Mendelssohn, Elias le 18 septembre, Maison de la Radio

Mendelssohn, Elias Partager sur facebook

Si Felix Mendelssohn signa son premier oratorio, Paulus, en 1836, la postérité retint avant tout Elias. À sa création le 26 août 1846 (dans une version anglaise), l’effectif était monumental : plus de 250 choristes et 125 instrumentistes, dirigés par le compositeur lui-même. Ce fut un triomphe. À la Maison de la Radio, Maxim Emelyanychev s’empare de cette somptueuse fresque.

Le livret de l’oratorio se concentre sur la figure du prophète Élie, puisant essentiellement dans le Livre des Rois de l’Ancien Testament. Tour à tour autoritaire, inspiré, impitoyable ou accablé, celui-ci oscille sans cesse entre puissance et vulnérabilité dans l’accomplissement de sa mission divine.
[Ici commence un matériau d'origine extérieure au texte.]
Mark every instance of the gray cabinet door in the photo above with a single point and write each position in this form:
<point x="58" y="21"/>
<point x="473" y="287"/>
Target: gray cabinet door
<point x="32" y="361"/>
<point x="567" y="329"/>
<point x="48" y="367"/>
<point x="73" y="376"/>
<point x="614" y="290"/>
Le rôle est confié à un baryton, une tessiture traduisant la gravité et la noblesse du personnage. La partition témoigne de l’attachement profond de Mendelssohn à la musique ancienne. Le compositeur se place notamment dans la lignée de Bach et de Händel : du premier, il reprend la rigueur de l’écriture ; du second, l’éclat grandiose des chœurs. Mais aux modèles anciens, il ajoute une richesse harmonique et orchestrale typiquement romantique. Il déploie une expressivité pleine d’audace qui superpose un souffle épique à la profondeur spirituelle. Ce sont notamment les bouleversements de la nature (la sécheresse, le retour de la pluie, la tempête…) qui deviennent de spectaculaires tableaux. À la tête de l’Orchestre Philharmonique, du Chœur et de la Maîtrise de Radio France, Maxim Emelyanychev révèle toute la puissance de l’ouvrage.